2. You request a secure token by passing a token ID to the Gateway server.
3. The Gateway server returns the secure token and your token ID to your website.
4. You submit the secure token and token ID in an HTTP post to pages hosted on the Gateway
server and redirect the customer’s browser to the hosted pages.
5. The Gateway server uses the secure token to retrieve the amount and other transaction data.
The customer submits their credit card number, expiration date, and other sensitive data
directly to the host pages rather than to your website, easing your PCI compliance
requirements.
6. The Gateway processes the payment through the payment processing network.

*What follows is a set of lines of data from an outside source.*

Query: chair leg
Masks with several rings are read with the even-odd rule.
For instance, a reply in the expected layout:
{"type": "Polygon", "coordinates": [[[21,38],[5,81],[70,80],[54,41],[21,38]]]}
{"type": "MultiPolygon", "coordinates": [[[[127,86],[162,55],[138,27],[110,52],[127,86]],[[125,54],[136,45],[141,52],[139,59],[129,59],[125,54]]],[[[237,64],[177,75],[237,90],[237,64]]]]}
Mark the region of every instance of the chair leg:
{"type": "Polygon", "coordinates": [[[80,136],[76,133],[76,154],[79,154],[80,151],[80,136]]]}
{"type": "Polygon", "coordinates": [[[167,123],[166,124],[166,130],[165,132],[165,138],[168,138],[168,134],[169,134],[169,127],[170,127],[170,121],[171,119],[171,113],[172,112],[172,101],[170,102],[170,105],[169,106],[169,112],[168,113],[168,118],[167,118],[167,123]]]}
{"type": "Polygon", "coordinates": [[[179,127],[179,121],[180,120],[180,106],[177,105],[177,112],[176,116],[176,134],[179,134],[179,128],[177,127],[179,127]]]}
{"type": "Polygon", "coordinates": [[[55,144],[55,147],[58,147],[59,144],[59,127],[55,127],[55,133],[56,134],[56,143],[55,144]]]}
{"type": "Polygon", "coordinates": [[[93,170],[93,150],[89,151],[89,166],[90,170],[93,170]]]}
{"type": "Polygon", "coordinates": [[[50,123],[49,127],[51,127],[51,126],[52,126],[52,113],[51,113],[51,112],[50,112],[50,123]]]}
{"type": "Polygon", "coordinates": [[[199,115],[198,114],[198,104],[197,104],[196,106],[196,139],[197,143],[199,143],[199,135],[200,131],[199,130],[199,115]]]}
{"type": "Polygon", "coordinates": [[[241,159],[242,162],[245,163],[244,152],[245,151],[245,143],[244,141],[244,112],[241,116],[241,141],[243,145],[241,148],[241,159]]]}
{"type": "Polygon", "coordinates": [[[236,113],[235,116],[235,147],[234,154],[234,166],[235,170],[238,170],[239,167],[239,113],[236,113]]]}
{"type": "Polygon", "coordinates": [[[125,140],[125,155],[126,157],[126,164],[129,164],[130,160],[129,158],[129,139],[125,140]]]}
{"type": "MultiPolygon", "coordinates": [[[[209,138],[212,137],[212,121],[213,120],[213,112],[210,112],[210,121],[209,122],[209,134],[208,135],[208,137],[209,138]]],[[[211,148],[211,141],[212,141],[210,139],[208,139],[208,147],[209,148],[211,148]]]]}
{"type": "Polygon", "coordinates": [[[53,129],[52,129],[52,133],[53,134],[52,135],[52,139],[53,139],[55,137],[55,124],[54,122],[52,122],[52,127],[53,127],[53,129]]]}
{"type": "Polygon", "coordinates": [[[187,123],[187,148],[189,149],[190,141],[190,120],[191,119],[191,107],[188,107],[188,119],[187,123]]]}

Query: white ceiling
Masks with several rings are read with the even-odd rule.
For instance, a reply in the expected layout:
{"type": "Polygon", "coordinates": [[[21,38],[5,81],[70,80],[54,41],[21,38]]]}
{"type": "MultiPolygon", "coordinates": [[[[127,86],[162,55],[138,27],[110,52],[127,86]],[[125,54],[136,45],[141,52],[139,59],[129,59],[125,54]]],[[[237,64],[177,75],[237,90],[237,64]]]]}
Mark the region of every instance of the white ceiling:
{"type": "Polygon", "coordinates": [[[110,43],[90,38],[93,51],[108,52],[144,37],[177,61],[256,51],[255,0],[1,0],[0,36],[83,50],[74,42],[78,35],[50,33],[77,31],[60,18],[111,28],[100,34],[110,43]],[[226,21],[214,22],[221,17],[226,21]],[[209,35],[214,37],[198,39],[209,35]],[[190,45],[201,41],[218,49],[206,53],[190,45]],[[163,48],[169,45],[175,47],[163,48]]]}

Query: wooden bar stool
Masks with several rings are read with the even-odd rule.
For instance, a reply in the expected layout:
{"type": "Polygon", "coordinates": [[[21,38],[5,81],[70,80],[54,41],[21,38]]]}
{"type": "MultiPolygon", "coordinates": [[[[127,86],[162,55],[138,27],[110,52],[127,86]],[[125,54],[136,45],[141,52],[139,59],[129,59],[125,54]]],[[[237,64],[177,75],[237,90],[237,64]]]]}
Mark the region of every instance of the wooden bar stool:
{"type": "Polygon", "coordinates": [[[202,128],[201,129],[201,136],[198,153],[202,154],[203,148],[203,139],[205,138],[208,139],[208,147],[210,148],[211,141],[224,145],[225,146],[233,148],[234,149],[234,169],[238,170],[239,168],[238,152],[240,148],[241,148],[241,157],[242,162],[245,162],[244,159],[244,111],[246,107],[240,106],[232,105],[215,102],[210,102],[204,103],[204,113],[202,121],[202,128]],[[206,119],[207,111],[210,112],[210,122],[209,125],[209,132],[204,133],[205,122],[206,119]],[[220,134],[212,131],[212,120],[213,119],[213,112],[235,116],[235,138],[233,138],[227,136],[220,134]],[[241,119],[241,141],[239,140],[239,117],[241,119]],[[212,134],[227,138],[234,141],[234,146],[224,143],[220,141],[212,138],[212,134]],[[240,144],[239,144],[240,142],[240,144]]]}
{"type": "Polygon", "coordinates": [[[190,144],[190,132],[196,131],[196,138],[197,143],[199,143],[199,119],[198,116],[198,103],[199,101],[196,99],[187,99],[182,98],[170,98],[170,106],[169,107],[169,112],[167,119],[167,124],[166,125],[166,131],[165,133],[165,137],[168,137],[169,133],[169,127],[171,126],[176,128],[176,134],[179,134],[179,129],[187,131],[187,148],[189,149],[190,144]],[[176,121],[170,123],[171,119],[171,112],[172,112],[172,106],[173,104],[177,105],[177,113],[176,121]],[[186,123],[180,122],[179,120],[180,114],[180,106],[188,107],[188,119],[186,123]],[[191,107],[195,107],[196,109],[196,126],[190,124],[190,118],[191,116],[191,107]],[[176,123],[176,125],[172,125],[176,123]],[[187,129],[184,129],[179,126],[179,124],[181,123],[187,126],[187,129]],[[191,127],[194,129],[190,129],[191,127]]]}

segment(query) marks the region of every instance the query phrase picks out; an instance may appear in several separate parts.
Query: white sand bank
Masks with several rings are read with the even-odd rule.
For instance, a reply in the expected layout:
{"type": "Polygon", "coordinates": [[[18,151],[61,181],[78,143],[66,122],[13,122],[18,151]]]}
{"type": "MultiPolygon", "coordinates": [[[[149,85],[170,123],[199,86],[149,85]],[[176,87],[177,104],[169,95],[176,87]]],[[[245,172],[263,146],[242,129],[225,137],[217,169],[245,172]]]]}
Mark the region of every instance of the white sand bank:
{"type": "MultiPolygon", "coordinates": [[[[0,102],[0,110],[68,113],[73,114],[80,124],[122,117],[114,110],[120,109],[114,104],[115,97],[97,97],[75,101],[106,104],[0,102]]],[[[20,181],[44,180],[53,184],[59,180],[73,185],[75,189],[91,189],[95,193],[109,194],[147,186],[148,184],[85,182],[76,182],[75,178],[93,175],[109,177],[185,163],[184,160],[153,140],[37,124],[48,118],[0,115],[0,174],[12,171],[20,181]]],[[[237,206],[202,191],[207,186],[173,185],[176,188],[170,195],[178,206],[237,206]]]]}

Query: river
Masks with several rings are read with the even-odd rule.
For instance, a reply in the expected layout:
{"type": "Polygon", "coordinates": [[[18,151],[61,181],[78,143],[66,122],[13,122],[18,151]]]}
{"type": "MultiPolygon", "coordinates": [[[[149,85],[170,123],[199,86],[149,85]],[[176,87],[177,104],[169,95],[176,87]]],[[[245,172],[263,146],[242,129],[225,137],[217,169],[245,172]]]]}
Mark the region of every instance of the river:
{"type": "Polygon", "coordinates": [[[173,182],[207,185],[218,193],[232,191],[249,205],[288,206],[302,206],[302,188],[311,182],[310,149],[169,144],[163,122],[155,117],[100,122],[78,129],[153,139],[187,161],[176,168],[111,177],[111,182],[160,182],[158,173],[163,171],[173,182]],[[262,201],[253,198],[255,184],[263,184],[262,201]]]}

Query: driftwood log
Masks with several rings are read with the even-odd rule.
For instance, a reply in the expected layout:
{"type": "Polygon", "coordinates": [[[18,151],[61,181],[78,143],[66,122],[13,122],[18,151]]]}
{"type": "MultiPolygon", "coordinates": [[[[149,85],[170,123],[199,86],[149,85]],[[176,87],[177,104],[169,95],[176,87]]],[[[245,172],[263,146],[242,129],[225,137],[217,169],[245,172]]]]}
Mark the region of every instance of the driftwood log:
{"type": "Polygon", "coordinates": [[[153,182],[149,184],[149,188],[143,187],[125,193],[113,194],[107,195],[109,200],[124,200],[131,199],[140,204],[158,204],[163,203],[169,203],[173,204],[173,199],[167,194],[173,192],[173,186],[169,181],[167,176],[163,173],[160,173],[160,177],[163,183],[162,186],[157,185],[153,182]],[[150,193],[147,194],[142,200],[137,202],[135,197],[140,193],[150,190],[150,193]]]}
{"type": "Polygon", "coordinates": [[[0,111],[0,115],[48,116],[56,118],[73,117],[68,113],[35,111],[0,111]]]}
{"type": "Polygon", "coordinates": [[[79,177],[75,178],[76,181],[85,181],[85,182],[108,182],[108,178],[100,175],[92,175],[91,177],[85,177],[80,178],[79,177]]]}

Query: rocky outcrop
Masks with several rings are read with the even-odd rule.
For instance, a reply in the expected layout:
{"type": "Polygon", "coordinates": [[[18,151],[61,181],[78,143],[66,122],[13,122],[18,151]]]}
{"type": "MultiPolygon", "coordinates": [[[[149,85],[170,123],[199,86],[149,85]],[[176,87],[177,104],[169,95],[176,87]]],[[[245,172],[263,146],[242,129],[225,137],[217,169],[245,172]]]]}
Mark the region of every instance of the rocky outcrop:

7. The Gateway server transparently returns the customer to the location on your website that
you specified in the request to obtain a secure token. You display the results to the
customer on your website.
NOTE: If you do not get a response from the Gateway server, submit an Inquiry transaction,
passing in the secure token to see if the transaction has completed. For details, see
“Submitting Inquiry Transactions” on page 69.
PCI Compliance Without Hosted Pages: Transparent Redirect
PayPal Payments Pro and Payflow Pro merchants who want PCI compliance while
maintaining full control over designing and hosting checkout pages on their website can use
Transparent Redirect. Transparent Redirect posts payment details silently to the Gateway
server, so this sensitive information never goes through the merchant’s website.